Magazine article E Magazine

New York City Reneges on Recycling

Magazine article E Magazine

New York City Reneges on Recycling

Article excerpt

New York City's recycling program has suffered the biggest setback since its inception in 1989. In mid-June, at the 11th hour in budget negotiations, Mayor Michael Bloomberg and the City Council agreed to suspend the collection of plastics for one year and glass for two years, saving the city $45 million for the next two fiscal years (paper and metal collection will continue). "The recycling program is not, with the exception of paper, saving the ecology of the world very much," Bloomberg said sardonically in February. "And it is very expensive." Only a court intervention could countermand Bloomberg's order.

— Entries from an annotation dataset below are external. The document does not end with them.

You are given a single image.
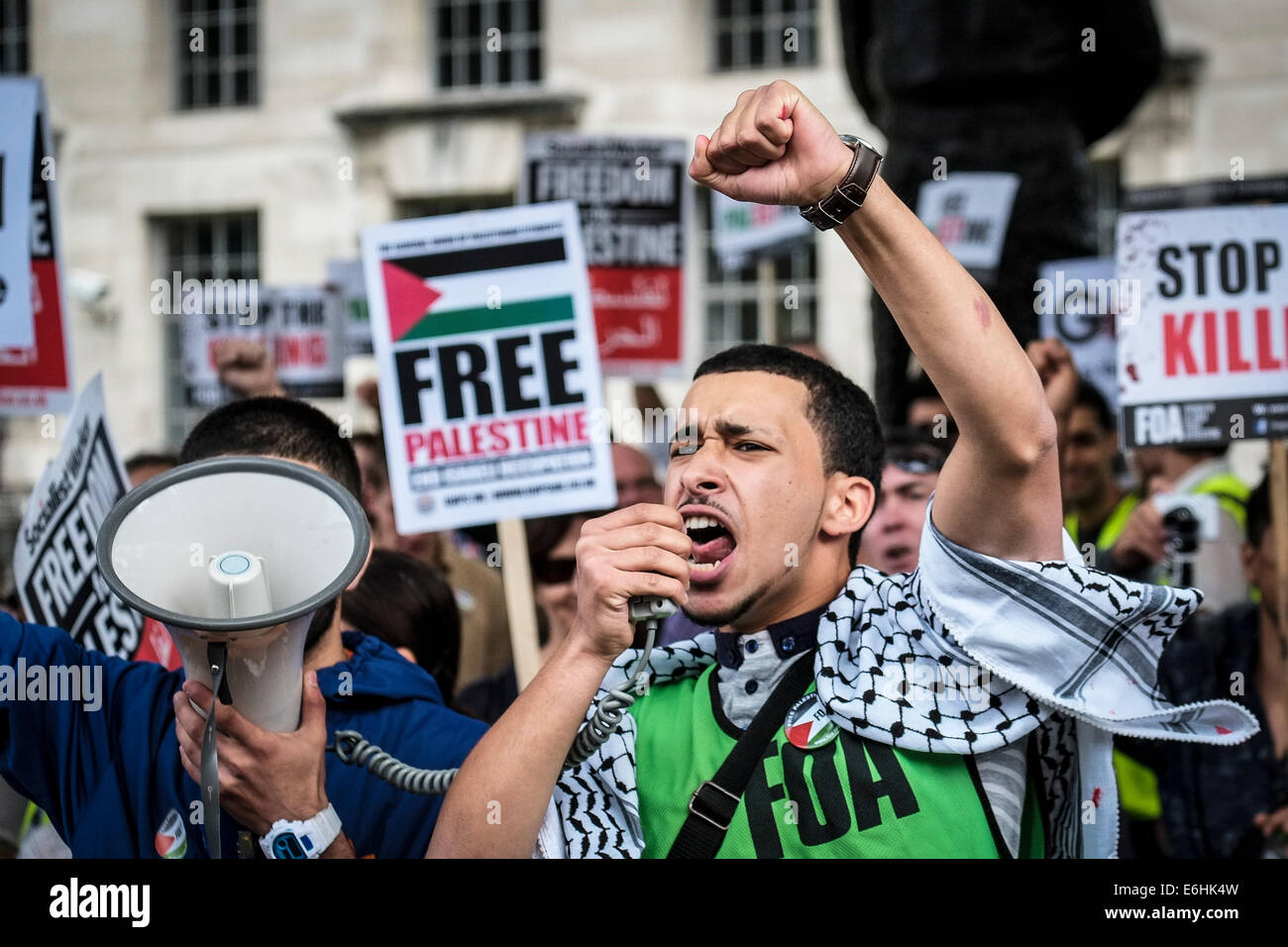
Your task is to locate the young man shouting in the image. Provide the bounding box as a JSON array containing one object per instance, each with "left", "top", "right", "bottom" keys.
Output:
[{"left": 429, "top": 81, "right": 1256, "bottom": 857}]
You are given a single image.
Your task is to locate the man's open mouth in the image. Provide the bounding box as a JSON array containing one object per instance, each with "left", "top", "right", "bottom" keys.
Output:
[{"left": 684, "top": 513, "right": 738, "bottom": 573}]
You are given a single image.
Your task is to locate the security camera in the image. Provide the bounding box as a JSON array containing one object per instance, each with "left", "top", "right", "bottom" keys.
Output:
[{"left": 67, "top": 269, "right": 112, "bottom": 307}]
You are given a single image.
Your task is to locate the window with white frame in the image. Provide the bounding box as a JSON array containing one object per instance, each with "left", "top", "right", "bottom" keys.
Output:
[
  {"left": 0, "top": 0, "right": 31, "bottom": 74},
  {"left": 174, "top": 0, "right": 259, "bottom": 111},
  {"left": 698, "top": 191, "right": 818, "bottom": 357},
  {"left": 708, "top": 0, "right": 818, "bottom": 72},
  {"left": 430, "top": 0, "right": 542, "bottom": 89}
]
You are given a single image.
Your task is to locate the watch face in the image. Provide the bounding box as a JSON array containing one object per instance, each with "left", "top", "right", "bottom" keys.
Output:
[{"left": 273, "top": 832, "right": 308, "bottom": 858}]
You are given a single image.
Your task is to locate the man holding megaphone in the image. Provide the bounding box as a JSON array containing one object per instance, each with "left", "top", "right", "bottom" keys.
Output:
[{"left": 0, "top": 398, "right": 485, "bottom": 857}]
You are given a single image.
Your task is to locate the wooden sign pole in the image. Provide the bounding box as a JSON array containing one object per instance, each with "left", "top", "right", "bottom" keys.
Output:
[{"left": 496, "top": 519, "right": 541, "bottom": 690}]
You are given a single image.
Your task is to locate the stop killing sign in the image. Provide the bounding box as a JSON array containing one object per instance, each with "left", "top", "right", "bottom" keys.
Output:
[
  {"left": 1117, "top": 205, "right": 1288, "bottom": 447},
  {"left": 362, "top": 202, "right": 615, "bottom": 533}
]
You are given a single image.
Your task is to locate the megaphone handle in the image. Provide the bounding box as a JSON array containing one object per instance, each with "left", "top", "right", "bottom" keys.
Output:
[{"left": 201, "top": 642, "right": 232, "bottom": 858}]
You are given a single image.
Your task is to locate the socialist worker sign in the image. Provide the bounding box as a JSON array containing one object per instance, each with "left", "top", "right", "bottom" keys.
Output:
[
  {"left": 1117, "top": 205, "right": 1288, "bottom": 447},
  {"left": 362, "top": 201, "right": 615, "bottom": 533}
]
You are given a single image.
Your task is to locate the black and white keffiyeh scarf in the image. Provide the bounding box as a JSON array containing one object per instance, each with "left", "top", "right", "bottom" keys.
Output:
[{"left": 536, "top": 509, "right": 1257, "bottom": 858}]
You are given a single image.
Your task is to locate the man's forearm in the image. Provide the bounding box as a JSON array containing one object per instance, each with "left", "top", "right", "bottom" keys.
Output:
[
  {"left": 837, "top": 176, "right": 1055, "bottom": 458},
  {"left": 428, "top": 635, "right": 610, "bottom": 858},
  {"left": 837, "top": 177, "right": 1063, "bottom": 559}
]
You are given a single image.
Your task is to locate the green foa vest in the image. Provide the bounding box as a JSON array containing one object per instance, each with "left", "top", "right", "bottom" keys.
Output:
[{"left": 630, "top": 657, "right": 1043, "bottom": 858}]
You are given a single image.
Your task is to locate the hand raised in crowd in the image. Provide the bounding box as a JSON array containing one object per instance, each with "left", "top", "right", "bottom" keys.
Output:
[
  {"left": 570, "top": 502, "right": 693, "bottom": 661},
  {"left": 1024, "top": 339, "right": 1078, "bottom": 421},
  {"left": 690, "top": 80, "right": 854, "bottom": 206},
  {"left": 174, "top": 672, "right": 352, "bottom": 857},
  {"left": 1113, "top": 500, "right": 1167, "bottom": 573},
  {"left": 214, "top": 339, "right": 286, "bottom": 398}
]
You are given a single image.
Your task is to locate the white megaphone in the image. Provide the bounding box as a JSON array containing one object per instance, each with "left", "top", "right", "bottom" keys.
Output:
[{"left": 97, "top": 458, "right": 371, "bottom": 732}]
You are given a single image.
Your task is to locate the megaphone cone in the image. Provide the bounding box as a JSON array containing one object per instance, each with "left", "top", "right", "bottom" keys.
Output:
[{"left": 97, "top": 458, "right": 371, "bottom": 730}]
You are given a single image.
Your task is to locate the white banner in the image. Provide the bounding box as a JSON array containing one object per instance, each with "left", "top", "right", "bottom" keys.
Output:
[
  {"left": 0, "top": 76, "right": 74, "bottom": 415},
  {"left": 362, "top": 201, "right": 615, "bottom": 533},
  {"left": 13, "top": 374, "right": 145, "bottom": 659},
  {"left": 174, "top": 287, "right": 345, "bottom": 407},
  {"left": 0, "top": 76, "right": 40, "bottom": 348},
  {"left": 917, "top": 171, "right": 1020, "bottom": 270},
  {"left": 711, "top": 191, "right": 818, "bottom": 269},
  {"left": 1117, "top": 205, "right": 1288, "bottom": 447}
]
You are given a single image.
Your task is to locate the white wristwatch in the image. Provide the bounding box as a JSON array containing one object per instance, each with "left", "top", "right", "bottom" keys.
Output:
[{"left": 259, "top": 805, "right": 340, "bottom": 858}]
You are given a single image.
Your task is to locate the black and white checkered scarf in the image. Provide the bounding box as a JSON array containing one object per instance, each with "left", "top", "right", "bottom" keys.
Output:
[{"left": 536, "top": 511, "right": 1257, "bottom": 858}]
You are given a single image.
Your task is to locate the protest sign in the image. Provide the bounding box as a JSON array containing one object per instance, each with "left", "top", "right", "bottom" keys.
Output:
[
  {"left": 0, "top": 82, "right": 72, "bottom": 415},
  {"left": 519, "top": 133, "right": 690, "bottom": 380},
  {"left": 1033, "top": 257, "right": 1132, "bottom": 411},
  {"left": 362, "top": 201, "right": 614, "bottom": 533},
  {"left": 178, "top": 287, "right": 345, "bottom": 407},
  {"left": 1117, "top": 205, "right": 1288, "bottom": 447},
  {"left": 709, "top": 191, "right": 818, "bottom": 269},
  {"left": 326, "top": 261, "right": 371, "bottom": 356},
  {"left": 917, "top": 171, "right": 1020, "bottom": 273},
  {"left": 13, "top": 374, "right": 179, "bottom": 668}
]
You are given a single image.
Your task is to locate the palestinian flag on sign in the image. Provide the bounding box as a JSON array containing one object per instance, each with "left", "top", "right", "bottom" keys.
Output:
[{"left": 380, "top": 237, "right": 575, "bottom": 343}]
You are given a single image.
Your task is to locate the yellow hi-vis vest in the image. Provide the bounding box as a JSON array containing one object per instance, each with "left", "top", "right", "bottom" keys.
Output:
[{"left": 1064, "top": 493, "right": 1140, "bottom": 550}]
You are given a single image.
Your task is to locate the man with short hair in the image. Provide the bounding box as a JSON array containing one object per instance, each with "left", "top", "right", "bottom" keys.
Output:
[
  {"left": 0, "top": 398, "right": 485, "bottom": 858},
  {"left": 613, "top": 441, "right": 662, "bottom": 507},
  {"left": 1111, "top": 447, "right": 1249, "bottom": 612},
  {"left": 857, "top": 428, "right": 947, "bottom": 575},
  {"left": 429, "top": 81, "right": 1253, "bottom": 857},
  {"left": 1060, "top": 378, "right": 1143, "bottom": 579}
]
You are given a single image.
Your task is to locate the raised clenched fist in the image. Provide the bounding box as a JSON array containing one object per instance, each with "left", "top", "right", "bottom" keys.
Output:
[{"left": 690, "top": 80, "right": 854, "bottom": 206}]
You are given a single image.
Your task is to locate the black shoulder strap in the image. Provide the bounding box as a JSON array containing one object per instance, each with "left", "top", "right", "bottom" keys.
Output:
[{"left": 666, "top": 652, "right": 814, "bottom": 858}]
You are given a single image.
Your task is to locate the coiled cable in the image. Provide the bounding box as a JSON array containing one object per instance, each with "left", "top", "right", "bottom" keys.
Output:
[{"left": 326, "top": 596, "right": 675, "bottom": 796}]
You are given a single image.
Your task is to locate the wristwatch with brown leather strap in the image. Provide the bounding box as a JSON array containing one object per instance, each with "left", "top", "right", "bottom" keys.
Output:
[{"left": 802, "top": 136, "right": 884, "bottom": 231}]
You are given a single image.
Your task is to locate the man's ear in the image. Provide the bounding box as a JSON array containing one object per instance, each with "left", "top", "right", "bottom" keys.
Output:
[
  {"left": 818, "top": 473, "right": 877, "bottom": 536},
  {"left": 344, "top": 540, "right": 376, "bottom": 591}
]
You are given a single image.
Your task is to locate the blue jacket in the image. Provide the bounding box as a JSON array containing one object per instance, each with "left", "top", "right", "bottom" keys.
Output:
[{"left": 0, "top": 612, "right": 486, "bottom": 858}]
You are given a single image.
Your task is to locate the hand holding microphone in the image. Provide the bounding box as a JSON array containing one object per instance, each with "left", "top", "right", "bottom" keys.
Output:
[{"left": 571, "top": 504, "right": 693, "bottom": 663}]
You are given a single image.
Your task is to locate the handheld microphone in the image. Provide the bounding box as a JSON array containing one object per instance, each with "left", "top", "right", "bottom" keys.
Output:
[{"left": 564, "top": 595, "right": 679, "bottom": 770}]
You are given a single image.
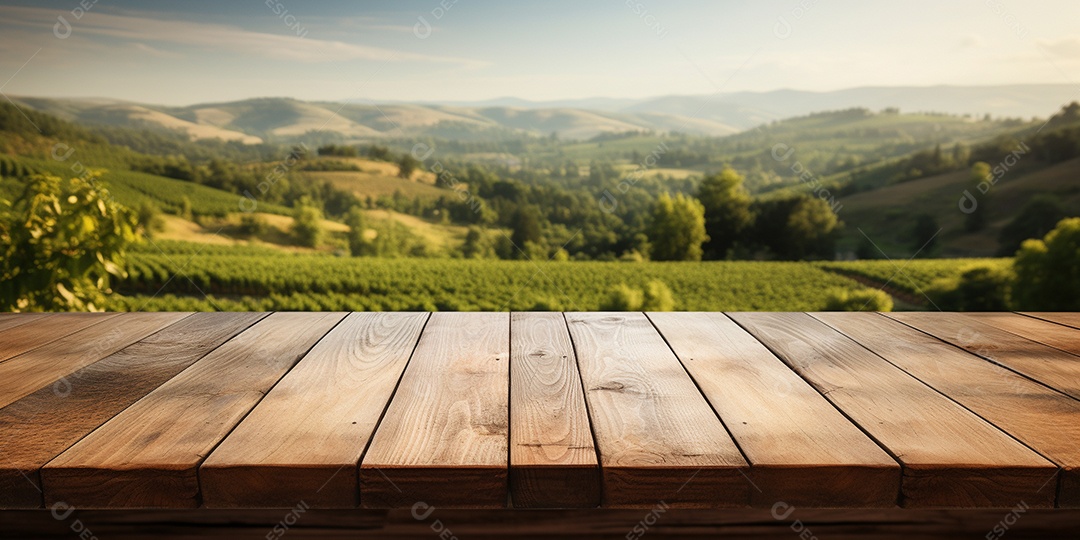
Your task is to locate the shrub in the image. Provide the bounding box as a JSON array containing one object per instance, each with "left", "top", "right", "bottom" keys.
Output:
[{"left": 825, "top": 288, "right": 892, "bottom": 311}]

But the costs of implementing this yo-yo approach to recycling won't come cheap either, critics charge. Money must be spent to reeducate the public on new recycling laws. The Bloomberg Administration embarrassed itself by taking a hard line on improperly sorted material, then changing its mind at the last minute. "The irony is, the mayor thinks he's saving millions," says Suzanne Shepard of the New York chapter of the Sierra Club, "but this will cost millions too." The disruption to New Yorkers' waste-disposal practices will only hinder recycling in the long run, others fear. "We've worked hard to create a climate of recycling and conservation," says Vicente "Panama" Alba, a delegate with Laborers Local 108, which represents recycling workers. "All of that is being undone. It's going to take years to recuperate from this. …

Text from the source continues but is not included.